Which didn't make sense until she passed the drinking establishment in the town of Bar Harbor.
Speaking of This Old House, I remember an episode of Ask This Old House in which Roger Cook (the resident landscaper) was assisting a Generic Resident with a sprinkler system and and said, as she was digging "put it on the top" at which point she dumped the shovel-full of dirt on the grass.
Roger then explained, as well as he could in his Bahstahn accent, that he meant "on the tarp" which he pronounced as "top."
Which makes me wonder how much of history is not how it was originally planned because of incomprehensible accents.
For a different accent, come to Pueblo, Colorado, a small city that does not sounds like the rest of Colorado.
The local accent is one part Pittsburgh and one part Taos, New Mexico -- seasoned with Naples and Palermo, and a faint whiff of Prague.
It's where people named Garcia talk about "youse guys."
The local speech patterns are referred to as "Pueblonics."
My dad was from Providence R.I. I always found it amusing that to him the ability to see laughter was about having a 'sensa Yuma'.
Living in AZ made that even funnier!
Don fergit to go the druckstewer to get yer Ma some flares anna card for Mother's Day, hon.

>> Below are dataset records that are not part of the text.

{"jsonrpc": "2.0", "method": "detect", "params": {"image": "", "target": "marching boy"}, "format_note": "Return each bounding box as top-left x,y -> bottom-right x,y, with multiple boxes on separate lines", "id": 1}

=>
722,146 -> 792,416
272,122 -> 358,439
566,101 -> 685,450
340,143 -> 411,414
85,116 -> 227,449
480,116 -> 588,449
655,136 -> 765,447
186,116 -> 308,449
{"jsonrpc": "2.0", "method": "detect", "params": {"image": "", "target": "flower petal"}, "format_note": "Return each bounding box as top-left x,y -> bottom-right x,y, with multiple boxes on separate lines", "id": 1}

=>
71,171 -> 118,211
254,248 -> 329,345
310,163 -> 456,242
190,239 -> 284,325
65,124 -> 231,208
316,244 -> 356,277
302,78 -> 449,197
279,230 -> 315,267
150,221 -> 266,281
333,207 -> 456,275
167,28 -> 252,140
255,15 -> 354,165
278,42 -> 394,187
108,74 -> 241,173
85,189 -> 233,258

Wrench the stems in the zinc. It's Froddy. So 9 day sway.
Yes, call information for central Massachusetts, and ask for a number in Worcester. They'll ask you if you want wuhstuh or woostuh. Your guess which is Wooster and which is Worcester.

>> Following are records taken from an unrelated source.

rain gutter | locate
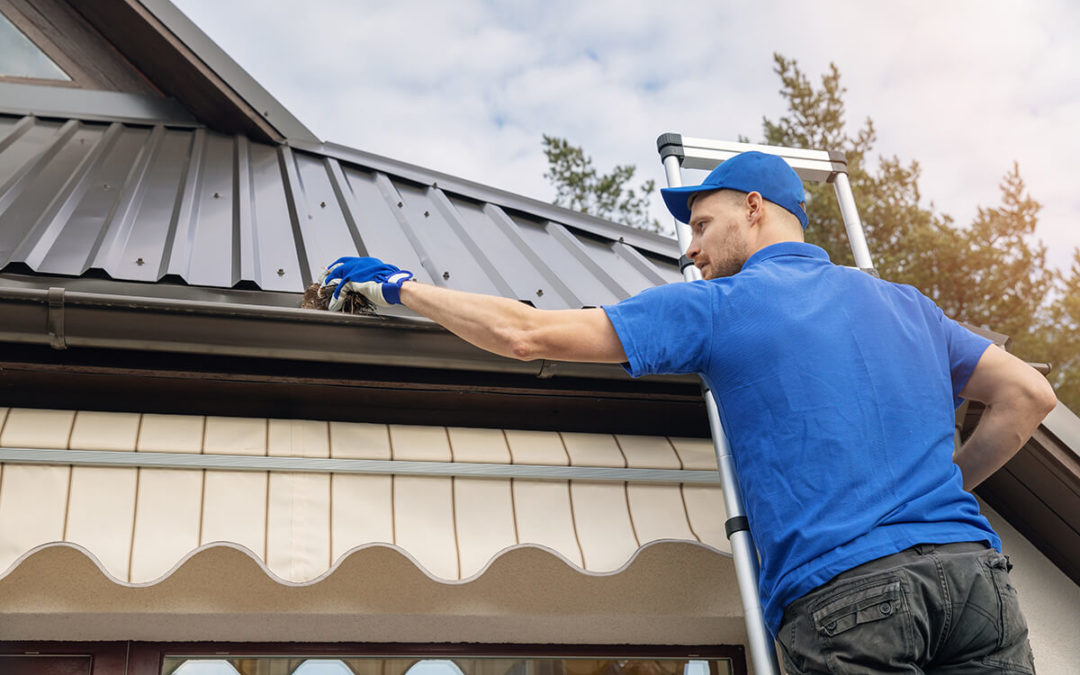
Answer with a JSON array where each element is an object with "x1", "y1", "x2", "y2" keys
[{"x1": 0, "y1": 286, "x2": 696, "y2": 382}]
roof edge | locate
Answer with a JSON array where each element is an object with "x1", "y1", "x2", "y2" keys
[
  {"x1": 135, "y1": 0, "x2": 319, "y2": 143},
  {"x1": 287, "y1": 139, "x2": 679, "y2": 259}
]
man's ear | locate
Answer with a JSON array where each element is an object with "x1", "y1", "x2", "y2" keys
[{"x1": 745, "y1": 192, "x2": 765, "y2": 225}]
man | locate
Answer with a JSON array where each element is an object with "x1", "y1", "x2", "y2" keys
[{"x1": 317, "y1": 152, "x2": 1055, "y2": 675}]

Oh, I see someone already mentioned that in the other thread.
Heh. Accents. I'm born n' raised til 5th gr. in central Cali, Pleasanton in Alameda Co., then transplant to Cen. Md. Better half goes from Fall River Mass. to Iowa to Md., both of us speak pretty much mid-Atlantic Amuricun, but get her around da fambly, I'm teasing her about "pahkin' the cah in Havaad yahd". I spent a week down near Chattanooga for a friend's wedding back in the day, when we got home everybody wanted to know why I was speakin' Appalachian....ye is plural for y'all, right? O:-). JohninMd(help!)

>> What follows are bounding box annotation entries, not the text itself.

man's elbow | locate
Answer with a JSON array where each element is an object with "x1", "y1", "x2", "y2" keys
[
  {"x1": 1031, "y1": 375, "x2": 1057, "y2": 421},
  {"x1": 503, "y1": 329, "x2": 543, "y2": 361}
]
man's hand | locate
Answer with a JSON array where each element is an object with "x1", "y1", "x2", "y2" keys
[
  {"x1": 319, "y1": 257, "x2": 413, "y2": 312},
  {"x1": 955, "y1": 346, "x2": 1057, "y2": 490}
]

i dunno about accents, but i do know that the last time i was through Louisville, KY that nowhere could we find grits or sweet tea. we were strangers in a strange land.
Many years ago my mother and a friend of hers were driving in England and got lost. They stopped and asked directions at a local store and were told to turn at the sign for "New Munsley". My mother carefully repeated it back and was assured that she had it right.
They proceeded to get more lost until they realized that "New Munsley" was spelled "No Man's Heath".
One time I was out for supper, at the chinese restaurant, and the owner, upon finding out where I worked, (large airfreight company) asked me "Are you pirate?" I asked what he meant, and he replied "Pirate, you fry prane?"
I guess it's true what they say sometimes things are funny because their true.
So, you air pirate, then?
Anon's name is probably Terry.
As for the story, Tam starts ... I was expecting a different ending more like when I see a letter like that in one of my magazines.
Hmmmm... My grandmother lived there, & we always went to Wistah".
Wistah for culture, Woostah for fun. Easiest way to remembah.